DVD写真集 T-80U \2,600(+税)
モンモデルのT-90の監修を請け負った、グル・カーン・ブックスの新作は、今注目のT-80Uのデジタル写真集です。輸出用戦車として作られたT-90に対し、ソビエト最高の性能を持つ主力戦車の最終バージョンとして製造されたT-80は未だに未公開の情報が多く、出版物も非常に限られています。このディスクは、本来、出版物としてまとめたかったとのことですが、扱っている情報量が膨大すぎて、DVDとして出すことになりました。4,000枚を越す写真と24分の動画、出版物用に作成したT-80Uの開発史など、民間に公開が許される範囲で、最良の内容となっています。T-64から派生したT-80は非常に多くのバリエーションを持ちますが、このディスクはT-80Uに潔く絞ることで、その分情報深度が上がっています。写真が撮られた場所も(外国人立ち入り禁止の)オムスクを始めとする各地の製造工場や展示会、デモ車など多数の個体が収録されており、旧西側諸国では絶対に作る事ができないものです。ファイル形式は、PDF, DOCX, JPEG, GIF, AVI, MPG, MP4, MOV.で、Win/Mac両対応ですが、万が一お手元の機器で再生できない場合も返品はできませんので、ご了承の上お求めください。

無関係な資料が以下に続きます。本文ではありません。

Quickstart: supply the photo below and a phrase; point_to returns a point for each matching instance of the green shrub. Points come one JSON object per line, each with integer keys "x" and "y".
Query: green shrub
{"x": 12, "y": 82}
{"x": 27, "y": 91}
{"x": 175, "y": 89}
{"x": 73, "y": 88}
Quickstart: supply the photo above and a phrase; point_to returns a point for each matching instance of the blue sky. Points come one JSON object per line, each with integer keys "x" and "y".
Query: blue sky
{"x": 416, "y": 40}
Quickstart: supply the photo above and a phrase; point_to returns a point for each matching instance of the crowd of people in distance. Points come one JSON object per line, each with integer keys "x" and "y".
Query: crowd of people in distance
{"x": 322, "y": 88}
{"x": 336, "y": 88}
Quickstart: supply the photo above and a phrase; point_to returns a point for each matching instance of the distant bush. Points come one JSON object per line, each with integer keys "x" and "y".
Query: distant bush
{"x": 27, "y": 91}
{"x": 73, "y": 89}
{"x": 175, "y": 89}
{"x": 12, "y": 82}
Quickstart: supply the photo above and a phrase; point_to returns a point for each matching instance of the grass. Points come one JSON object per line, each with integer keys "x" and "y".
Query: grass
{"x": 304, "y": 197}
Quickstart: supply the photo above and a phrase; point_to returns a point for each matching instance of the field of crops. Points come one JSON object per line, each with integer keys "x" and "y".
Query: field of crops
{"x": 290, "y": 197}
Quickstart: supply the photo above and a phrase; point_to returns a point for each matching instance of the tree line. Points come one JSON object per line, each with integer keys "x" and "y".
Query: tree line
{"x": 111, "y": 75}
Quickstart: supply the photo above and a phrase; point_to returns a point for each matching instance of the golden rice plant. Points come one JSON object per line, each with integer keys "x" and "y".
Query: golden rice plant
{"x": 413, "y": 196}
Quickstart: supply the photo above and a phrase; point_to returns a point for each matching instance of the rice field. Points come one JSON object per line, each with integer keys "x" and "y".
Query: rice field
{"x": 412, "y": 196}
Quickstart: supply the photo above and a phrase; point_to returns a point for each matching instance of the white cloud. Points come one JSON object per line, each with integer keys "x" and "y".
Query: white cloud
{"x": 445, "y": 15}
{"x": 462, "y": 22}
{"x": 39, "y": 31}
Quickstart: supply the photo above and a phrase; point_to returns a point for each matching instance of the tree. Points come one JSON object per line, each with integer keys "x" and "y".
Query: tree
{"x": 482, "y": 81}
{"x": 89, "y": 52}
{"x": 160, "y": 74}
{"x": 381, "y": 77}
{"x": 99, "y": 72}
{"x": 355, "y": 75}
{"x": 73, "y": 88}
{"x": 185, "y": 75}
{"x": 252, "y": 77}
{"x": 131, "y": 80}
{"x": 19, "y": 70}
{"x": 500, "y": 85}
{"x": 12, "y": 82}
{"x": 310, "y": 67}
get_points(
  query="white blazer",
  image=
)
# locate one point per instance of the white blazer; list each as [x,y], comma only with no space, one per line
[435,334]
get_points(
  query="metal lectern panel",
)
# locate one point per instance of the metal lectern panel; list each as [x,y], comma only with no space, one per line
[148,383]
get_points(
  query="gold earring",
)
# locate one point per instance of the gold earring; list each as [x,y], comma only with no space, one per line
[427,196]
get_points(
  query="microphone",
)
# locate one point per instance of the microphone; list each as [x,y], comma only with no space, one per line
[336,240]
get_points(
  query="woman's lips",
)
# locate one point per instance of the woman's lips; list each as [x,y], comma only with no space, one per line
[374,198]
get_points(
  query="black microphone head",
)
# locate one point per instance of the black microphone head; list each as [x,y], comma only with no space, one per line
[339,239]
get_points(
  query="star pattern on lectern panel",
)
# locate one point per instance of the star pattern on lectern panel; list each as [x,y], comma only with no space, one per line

レターパック送付可能。


エグザクト XS-35002 1/35 T-80U 金属履帯付き(限定生産) \10,800(+税) → \9,522(+税)

今年も様々なキットが出ました。特に中国では幾つものメーカーが生まれました。個人的には一番果敢に攻めたのが香港のエグザクトだったのでは無いかと思います。業界の経験者の多くが「現用のソ連戦車などでは商売にならない」というなかで、あえてT-80Uを選んで情熱たっぷりにキット化しました。このキットからは「現用ソ連戦車って面白いよね!」という設計者の声が聞こえてきそうです。残念ながら生産休止になってしまうそうで、その前に完全限定生産の金属履帯付きで入荷です。フリウルと同じ方式を採用しており、元のキットとの価格差を考えるとかなりお買い得になっています。